Description
Au cours de la Première Guerre mondiale, les Alliés, qui monopolisaient presque entièrement les agences de presse à travers le monde, ont accusé l’Allemagne des pires atrocités. La propagande sur les atrocités est devenue, entre les mains d’hommes intelligents mais dépourvus de scrupules, une science exacte. Des récits incroyables de la barbarie germanique en France et en Belgique ont créé le mythe d’une bestialité exceptionnelle des Allemands ; mythe qui continue d’influencer l’esprit de nombreuses personnes aujourd’hui. Les uhlans – a-t-on rapporté solennellement au monde entier – s’amusaient à jeter en l’air des bébés belges et à les transpercer de leurs baïonnettes lorsqu’ils retombaient ; ils coupaient également les mains des infirmières de la Croix-Rouge. La presse et la radio anglo-saxonnes ont annoncé la crucifixion de prisonniers canadiens.

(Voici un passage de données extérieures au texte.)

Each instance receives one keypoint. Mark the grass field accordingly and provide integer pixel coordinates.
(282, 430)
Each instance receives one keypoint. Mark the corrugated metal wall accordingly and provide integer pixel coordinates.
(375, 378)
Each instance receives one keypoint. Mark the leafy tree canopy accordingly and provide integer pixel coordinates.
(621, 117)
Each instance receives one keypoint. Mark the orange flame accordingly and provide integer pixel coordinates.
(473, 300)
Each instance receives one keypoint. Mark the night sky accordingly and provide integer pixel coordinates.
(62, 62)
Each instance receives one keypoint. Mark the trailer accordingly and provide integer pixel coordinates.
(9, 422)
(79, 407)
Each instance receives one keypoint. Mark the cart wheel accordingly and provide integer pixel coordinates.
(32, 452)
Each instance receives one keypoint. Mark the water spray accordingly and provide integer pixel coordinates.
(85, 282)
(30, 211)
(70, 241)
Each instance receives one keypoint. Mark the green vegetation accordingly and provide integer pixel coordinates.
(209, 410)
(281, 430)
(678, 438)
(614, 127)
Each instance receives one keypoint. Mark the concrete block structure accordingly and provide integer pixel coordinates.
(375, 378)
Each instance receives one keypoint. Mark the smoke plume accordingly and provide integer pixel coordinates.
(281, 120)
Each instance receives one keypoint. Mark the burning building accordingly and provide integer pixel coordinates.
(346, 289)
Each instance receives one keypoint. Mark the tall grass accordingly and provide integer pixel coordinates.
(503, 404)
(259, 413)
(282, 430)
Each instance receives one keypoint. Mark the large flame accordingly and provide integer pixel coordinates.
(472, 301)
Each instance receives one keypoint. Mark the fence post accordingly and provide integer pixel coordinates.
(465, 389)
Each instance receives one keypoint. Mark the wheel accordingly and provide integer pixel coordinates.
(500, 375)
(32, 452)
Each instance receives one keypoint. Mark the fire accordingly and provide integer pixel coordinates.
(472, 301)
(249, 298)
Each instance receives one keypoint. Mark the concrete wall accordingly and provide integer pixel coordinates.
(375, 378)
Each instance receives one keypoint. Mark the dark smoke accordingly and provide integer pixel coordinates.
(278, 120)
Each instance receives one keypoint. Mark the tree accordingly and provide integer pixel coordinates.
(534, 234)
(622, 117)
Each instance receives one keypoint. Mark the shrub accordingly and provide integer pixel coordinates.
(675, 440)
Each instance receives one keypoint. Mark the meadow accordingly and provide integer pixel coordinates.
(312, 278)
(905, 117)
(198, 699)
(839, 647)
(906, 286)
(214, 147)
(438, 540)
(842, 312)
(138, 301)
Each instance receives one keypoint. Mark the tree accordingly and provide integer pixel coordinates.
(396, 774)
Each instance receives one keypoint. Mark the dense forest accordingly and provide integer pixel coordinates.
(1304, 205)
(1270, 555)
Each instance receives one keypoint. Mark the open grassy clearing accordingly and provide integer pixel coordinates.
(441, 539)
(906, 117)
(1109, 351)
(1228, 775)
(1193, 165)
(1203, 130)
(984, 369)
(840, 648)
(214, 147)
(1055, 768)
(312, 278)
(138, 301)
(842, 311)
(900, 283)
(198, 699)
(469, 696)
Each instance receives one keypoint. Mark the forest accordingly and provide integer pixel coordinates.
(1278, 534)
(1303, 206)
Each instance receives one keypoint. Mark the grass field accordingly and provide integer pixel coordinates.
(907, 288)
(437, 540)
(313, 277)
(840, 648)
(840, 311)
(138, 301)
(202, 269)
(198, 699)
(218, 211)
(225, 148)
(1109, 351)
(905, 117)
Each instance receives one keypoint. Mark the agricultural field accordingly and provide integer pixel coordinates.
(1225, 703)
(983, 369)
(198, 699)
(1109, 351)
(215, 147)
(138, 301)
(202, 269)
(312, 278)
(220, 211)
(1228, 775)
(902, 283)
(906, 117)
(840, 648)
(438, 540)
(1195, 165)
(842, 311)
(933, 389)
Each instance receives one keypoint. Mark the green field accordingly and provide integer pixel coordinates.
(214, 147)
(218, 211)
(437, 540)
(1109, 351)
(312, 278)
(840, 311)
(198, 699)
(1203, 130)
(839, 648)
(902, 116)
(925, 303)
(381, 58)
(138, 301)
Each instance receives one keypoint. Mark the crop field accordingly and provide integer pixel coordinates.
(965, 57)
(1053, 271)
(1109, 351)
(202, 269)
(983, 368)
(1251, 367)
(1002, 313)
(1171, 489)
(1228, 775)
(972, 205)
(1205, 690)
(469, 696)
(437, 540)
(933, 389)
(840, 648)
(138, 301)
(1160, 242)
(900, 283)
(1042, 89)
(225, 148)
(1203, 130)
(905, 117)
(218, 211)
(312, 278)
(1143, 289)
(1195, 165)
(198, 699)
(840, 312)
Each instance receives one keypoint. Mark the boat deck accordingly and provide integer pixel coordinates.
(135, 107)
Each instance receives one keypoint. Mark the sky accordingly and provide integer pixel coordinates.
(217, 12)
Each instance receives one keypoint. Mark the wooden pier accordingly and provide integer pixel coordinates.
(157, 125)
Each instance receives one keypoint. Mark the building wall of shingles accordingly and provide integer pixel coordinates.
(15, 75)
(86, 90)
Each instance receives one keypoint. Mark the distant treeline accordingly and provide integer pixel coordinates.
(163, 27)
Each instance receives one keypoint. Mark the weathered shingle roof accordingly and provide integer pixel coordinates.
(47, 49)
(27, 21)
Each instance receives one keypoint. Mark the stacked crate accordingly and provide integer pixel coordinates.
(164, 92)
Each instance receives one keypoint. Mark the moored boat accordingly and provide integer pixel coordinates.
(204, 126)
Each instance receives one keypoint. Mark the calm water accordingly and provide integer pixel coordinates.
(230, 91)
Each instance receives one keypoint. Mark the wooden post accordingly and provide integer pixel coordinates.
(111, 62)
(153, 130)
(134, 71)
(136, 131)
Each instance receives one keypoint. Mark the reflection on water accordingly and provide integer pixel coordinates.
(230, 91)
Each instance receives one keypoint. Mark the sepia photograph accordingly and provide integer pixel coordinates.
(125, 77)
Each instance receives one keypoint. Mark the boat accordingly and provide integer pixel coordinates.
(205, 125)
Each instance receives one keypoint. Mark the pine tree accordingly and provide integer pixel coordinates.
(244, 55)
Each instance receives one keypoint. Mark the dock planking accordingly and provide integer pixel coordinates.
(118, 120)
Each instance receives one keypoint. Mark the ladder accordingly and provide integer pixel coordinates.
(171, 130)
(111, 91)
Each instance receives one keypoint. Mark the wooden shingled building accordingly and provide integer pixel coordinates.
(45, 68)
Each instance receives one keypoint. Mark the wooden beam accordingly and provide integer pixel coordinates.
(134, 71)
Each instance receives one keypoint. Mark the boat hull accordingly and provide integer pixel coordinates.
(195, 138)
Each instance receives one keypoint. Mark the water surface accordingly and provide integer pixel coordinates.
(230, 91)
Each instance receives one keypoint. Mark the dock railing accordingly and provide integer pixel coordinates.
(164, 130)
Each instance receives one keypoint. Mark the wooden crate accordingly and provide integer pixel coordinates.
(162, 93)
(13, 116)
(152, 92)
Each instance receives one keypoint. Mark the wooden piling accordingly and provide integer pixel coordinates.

Mais peut-être la nouvelle la plus répugnante et la plus largement diffusée concernait-elle une usine de traitement des cadavres, dans laquelle les corps des soldats, tant allemands qu’alliés, morts au combat, étaient fondus pour en extraire la graisse et d’autres produits utiles à l’effort de guerre des Empires centraux. Le fait qu’Arthur Ponsonby, éminent historien et homme politique britannique, ait démoli cette fable n’a pas empêché le procureur soviétique au procès de Nuremberg d’accuser à nouveau l’Allemagne d’avoir mis en place une usine de savon fabriqué à partir de graisse humaine, à Dantzig, en 1942.